MOSFET H-Bridge with motor voltage common with control circuit.
Figure 3 MOSFET H-Bridge with motor voltage common with control circuit.

Fig. 3 illustrates a common ground between microcontroller control circuits and the h-bridge common ground.

MOSFET H-Bridge control truth table.
Figure 4 MOSFET H-Bridge control truth table.

This was based on a Toshiba TA8050P H-bridge. See the spec sheet ta8050p.pdf.

MOSFET H-Bridge motor control in break mode.
Figure 5 MOSFET H-Bridge motor control in break mode.

In break mode both sides of the motor are grounded through the lower N-channel MOSFETs. Counter EMF from the motor motion acts to break the motor direction of rotation..



MOSFET H-Bridge motor control clockwise rotation.
Figure 6 MOSFET H-Bridge motor control clockwise rotation.

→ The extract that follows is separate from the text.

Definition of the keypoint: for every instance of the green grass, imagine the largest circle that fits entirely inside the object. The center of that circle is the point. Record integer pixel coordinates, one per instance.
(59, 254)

When a HIGH turns on opto-coupler OC1, Q1 is turned off while Q3 is turned on. This creates a current path for the motor through Q2 and Q3. The motor will rotate I'll say clockwise.

MOSFET H-Bridge motor control counter-clockwise rotation.
Figure 7 MOSFET H-Bridge motor control counter-clockwise rotation.

Here we turned off opto-coupler OC1 (turns Q1 on and Q2 off) and turned on OC2. This turns off Q3 and turns on Q4. Q1 and Q4 provide a current path for the motor, but in the opposite direction for the current flow. This results in counter-clockwise or reversal of rotation of the motor.

MOSFET H-Bridge motor control in stop mode.
Figure 8 MOSFET H-Bridge motor control in stop mode.

Fig. 8 illustrates stop mode - the motor is simply turned off as Q2-Q4 are turned on while Q1-Q3 are turned off.

MOSFET H-Bridge motor control with shoot-through.
Figure 9 MOSFET H-Bridge motor control with shoot-through.

Now I'll address the problem of shoot through. This is a condition where a transistor, let's say Q2, has not switched fully off as Q1 is switched on. This creates power supply overload and possible damage to MOSFETs. I've used this circuit without problem, but we can't ignore this problem.

This can be a particular risk with high speed motor direction change or using pulse-width modulation to control motor speed.

MOSFET H-Bridge motor control with motor power on-off control.
Figure 10 MOSFET H-Bridge motor control with motor power on-off control.

Fig. 10 illustrates the use of a motor power switch to turn off a generic h-bridge circuit. Based on the above schematics simply switch motor voltage off, change direction, then motor voltage back on. That prevents any chance of shoot-trough. We can also pulse-width modulate the switch to control motor speed.

MOSFET H-Bridge motor control with motor power on-off control circuit.
Figure 11

Fig. 11 illustrates a possible power switch circuit.

The circuit above: Design 10-Amp 2N3055 Based Power Switch



MOSFET H-Bridge motor control circuit issues.
Figure 12

Now I will address other issues.

I will be normal for the p-channel MOSFET to get hotter than the n-channel. This is due to higher DS-on resistance of the p-channel.

Rb serves to discharges the gate-source circuit to turn off Q2. In the past I used a 10K resistor, it can be dropped to 1000 ohms. This can result in faster turn off.

The 1N914 diode across Rb suppresses any gate-source discharge noise with Rb.

Finally we can use a NPN transistor instead of an opto-couple.